Musim Lefa sendiri diawali dengan ritual adat Iyegerek yang digelar di suatu tempat yang disebut batar. Suku Fujon, sebagai tuan tanah Desa Lamalera, meyakini batar sebagai tempat tinggal nenek moyang mereka.
Di tempat ini para tetua adat Suku Fujon dengan mengenakan singlet putih, kepala dihiasi mahkota dari dedaunan, mereka membakar tembakau, menuang tuak, menabur beras jagung giling serta memecah telur ayam sambil melantunkan syair adat dengan iringan dua gong.
Dari batar mereka berjalan menuju Wato Koteklema. Sebuah batu hitam berukuran panjang 10 meter, lebar 2 meter dan tinggi 1,5 meter. Bentuknya menyerupai sosok ikan paus. Di sini mereka juga menaruh sesajen.
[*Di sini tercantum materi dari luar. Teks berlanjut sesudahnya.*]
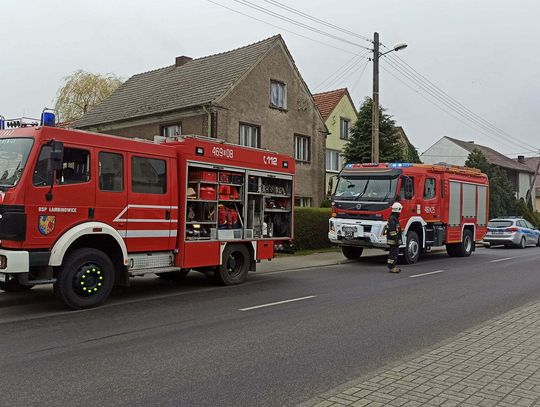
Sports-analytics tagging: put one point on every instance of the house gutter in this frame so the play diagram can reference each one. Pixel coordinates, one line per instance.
(209, 121)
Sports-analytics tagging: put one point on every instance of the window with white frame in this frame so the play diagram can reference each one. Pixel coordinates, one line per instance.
(171, 130)
(333, 160)
(278, 95)
(344, 129)
(250, 135)
(302, 148)
(304, 201)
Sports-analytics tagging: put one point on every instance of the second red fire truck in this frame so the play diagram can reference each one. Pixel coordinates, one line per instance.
(87, 211)
(442, 206)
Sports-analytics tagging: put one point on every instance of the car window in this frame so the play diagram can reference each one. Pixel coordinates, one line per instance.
(499, 223)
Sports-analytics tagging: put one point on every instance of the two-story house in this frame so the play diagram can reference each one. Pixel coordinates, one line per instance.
(453, 151)
(253, 96)
(339, 113)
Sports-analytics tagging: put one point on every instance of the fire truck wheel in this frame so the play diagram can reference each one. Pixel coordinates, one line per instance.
(174, 275)
(234, 265)
(85, 279)
(352, 253)
(13, 286)
(412, 247)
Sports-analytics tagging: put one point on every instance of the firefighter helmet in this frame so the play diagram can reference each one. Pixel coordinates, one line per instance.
(397, 207)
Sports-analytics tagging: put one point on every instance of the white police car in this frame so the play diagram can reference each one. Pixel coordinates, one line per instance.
(511, 231)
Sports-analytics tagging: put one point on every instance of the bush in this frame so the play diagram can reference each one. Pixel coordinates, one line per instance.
(311, 228)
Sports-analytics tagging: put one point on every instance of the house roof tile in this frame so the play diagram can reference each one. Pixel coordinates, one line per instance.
(493, 157)
(196, 82)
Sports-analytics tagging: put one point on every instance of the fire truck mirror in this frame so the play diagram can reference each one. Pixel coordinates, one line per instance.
(56, 155)
(330, 186)
(409, 188)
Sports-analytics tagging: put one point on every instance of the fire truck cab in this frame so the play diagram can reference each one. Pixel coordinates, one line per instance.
(87, 211)
(442, 206)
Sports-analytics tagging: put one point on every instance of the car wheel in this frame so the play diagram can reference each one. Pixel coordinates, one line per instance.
(13, 286)
(174, 275)
(352, 253)
(234, 265)
(412, 247)
(85, 279)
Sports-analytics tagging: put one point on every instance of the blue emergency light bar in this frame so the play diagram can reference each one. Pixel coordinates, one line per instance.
(48, 118)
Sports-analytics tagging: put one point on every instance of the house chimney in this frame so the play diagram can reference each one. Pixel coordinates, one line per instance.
(182, 60)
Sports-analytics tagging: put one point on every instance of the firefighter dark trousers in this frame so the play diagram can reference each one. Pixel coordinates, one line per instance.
(392, 256)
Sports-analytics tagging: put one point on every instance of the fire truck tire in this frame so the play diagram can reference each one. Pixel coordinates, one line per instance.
(174, 275)
(352, 253)
(412, 248)
(85, 279)
(13, 286)
(234, 265)
(462, 249)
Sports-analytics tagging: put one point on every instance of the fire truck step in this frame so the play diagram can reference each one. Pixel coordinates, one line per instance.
(140, 272)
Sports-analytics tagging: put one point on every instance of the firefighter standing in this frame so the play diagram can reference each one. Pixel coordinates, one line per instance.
(393, 237)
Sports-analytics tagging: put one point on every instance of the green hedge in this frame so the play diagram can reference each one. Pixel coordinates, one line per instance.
(311, 228)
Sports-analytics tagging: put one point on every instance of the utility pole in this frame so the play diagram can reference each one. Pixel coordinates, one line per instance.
(375, 102)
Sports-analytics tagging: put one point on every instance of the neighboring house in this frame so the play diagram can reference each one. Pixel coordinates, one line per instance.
(337, 109)
(455, 152)
(253, 96)
(532, 163)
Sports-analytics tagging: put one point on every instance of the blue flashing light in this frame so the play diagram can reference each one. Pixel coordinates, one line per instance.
(399, 165)
(48, 119)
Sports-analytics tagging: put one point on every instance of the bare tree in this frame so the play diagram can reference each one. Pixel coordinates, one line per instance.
(83, 90)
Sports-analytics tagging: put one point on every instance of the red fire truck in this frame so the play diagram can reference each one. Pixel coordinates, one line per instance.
(87, 211)
(442, 206)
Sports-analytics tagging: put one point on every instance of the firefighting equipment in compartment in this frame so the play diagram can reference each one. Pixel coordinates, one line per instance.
(227, 217)
(397, 207)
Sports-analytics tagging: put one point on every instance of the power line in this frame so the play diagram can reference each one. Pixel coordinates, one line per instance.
(281, 28)
(296, 23)
(317, 20)
(437, 106)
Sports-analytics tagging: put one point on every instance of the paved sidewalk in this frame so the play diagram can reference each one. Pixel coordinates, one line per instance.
(494, 364)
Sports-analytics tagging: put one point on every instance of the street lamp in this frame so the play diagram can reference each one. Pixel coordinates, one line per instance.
(375, 99)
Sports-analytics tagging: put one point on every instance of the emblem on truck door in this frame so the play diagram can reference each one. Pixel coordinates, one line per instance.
(46, 224)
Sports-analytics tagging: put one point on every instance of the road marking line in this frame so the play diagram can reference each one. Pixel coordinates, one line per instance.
(277, 303)
(506, 258)
(427, 274)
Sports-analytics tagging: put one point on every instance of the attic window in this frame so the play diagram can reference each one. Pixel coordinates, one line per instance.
(278, 95)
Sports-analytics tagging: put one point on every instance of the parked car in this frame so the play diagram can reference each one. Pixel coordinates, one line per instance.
(511, 231)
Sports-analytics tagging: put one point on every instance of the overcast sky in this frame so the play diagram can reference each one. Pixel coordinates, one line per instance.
(482, 53)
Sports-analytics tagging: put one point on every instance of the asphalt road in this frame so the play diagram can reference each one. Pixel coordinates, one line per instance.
(160, 343)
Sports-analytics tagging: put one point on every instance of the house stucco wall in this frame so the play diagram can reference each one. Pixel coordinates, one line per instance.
(249, 102)
(344, 109)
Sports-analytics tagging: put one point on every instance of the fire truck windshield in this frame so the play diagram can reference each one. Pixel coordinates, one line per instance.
(13, 156)
(365, 188)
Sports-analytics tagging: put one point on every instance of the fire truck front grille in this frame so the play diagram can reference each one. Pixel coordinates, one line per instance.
(142, 261)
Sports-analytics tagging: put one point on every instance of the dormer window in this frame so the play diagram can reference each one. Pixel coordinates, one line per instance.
(278, 95)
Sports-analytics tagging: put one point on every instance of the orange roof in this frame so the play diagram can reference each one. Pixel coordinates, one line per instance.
(327, 101)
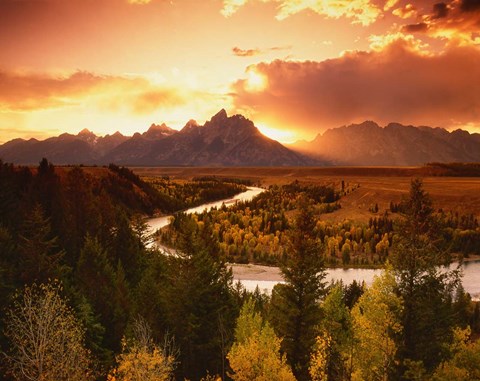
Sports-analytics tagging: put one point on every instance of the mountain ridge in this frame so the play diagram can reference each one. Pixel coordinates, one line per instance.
(395, 144)
(236, 141)
(222, 141)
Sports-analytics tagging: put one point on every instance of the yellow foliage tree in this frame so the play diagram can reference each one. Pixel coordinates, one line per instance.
(46, 340)
(142, 359)
(376, 318)
(465, 362)
(255, 355)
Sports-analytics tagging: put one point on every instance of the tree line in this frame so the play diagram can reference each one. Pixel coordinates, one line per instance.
(76, 276)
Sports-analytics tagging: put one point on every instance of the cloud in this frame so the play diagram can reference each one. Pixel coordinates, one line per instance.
(457, 21)
(232, 6)
(363, 12)
(245, 52)
(390, 4)
(396, 83)
(141, 2)
(406, 12)
(256, 51)
(414, 28)
(21, 92)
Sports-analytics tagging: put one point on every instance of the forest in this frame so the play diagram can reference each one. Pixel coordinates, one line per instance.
(84, 297)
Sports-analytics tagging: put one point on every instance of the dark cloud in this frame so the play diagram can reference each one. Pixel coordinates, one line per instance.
(470, 5)
(454, 21)
(414, 28)
(245, 52)
(395, 84)
(440, 10)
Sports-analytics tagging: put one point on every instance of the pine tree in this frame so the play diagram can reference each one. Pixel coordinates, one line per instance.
(418, 252)
(255, 354)
(200, 304)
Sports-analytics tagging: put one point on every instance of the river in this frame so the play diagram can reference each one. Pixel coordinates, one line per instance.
(159, 222)
(265, 277)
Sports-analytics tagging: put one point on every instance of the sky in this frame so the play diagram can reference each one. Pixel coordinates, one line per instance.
(294, 67)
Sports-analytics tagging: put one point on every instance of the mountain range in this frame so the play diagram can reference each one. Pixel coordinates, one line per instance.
(235, 141)
(393, 145)
(222, 141)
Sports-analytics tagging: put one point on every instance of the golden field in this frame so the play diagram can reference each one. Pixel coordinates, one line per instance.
(372, 185)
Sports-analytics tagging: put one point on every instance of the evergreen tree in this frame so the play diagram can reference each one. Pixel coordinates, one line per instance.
(295, 310)
(40, 259)
(418, 252)
(255, 354)
(200, 304)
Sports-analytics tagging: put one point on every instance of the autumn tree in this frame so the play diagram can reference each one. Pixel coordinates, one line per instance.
(255, 354)
(46, 340)
(464, 362)
(418, 252)
(199, 304)
(142, 359)
(296, 304)
(333, 350)
(376, 322)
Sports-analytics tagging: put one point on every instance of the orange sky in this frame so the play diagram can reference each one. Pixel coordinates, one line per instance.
(295, 67)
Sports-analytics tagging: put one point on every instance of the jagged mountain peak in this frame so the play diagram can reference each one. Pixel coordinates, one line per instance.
(219, 116)
(158, 131)
(86, 132)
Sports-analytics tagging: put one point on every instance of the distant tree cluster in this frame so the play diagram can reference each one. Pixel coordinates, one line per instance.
(83, 298)
(179, 195)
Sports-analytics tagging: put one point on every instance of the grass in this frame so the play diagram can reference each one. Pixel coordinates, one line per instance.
(376, 185)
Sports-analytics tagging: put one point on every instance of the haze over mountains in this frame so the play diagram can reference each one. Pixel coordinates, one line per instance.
(222, 141)
(235, 141)
(393, 145)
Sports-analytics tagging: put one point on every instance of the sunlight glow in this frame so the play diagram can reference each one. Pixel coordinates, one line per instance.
(255, 81)
(283, 136)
Mereka meyakini koteklema di laut sebenarnya merupakan perwujudan nenek moyang yang memberikan diri dalam bentuk ikan paus bagi warga Desa Lamalera.
Dari ritual adat di bukit, mereka berjalan menuju laut. Sambil merapalkan syair adat secara bersahut-sahutan, mereka berjalan tanpa menoleh ke belakang. Suasana terasa mistis. Beberapa saat kemudian, sebelum tiba di laut, mereka singgah di rumah adat Suku Fujon di Dusun Lamanu, Desa Lamalera A dan lango kelake, rumah milik Suku Bataona di Desa Lamalera B. Mereka meyakini rumah-rumah tersebut merupakan tempat peristirahatan nenek moyang. Di situlah mereka makan sirih pinang sembari menegak tuak.
Rangkaian ritual adat tersebut ditutup dengan menceburkan diri ke laut sebagai ritual memanggil koteklema. Kemudian setelah keluar dari laut, mereka berkumpul di depan Kapel Santo Petrus dan Paulus yang terletak persis di bibir pantai. Selanjutnya sore harinya akan dipersembahkan Misa Pembukaan Musim Lefa.
Selama satu minggu penuh di Lamalera, saya berharap mendengar teriakan warga desa bersahut-sahutan ‘baleo-baleo’ sebagai pertanda koteklema muncul di perairan Desa Lamalera. Saya membayangkan betapa desa kecil di ujung selatan Pulau Lembata ini menjadi sangat hidup; para pria lari berhamburan ke pantai mendorong perahu pledang mereka menuju laut dan pulang membawa seekor koteklema berukuran belasan meter.
Namun sampai detik terakhir saya meninggalkan Desa Lamalera, teriakan itu tidak pernah saya dengar. Tapi saya pernah melihat ikan paus biru, yang pantang diburu nelayan Lamalera, dalam jarak yang relatif dekat dengan semburan air yang keluar tegak lurus dari kepalanya. (Laporan langsung wartawan 'EVENGUIDE' Cahyo Adji dari Lamalera, Lembata, Nusa Tenggara Timur, Akhir Maret - April 2010)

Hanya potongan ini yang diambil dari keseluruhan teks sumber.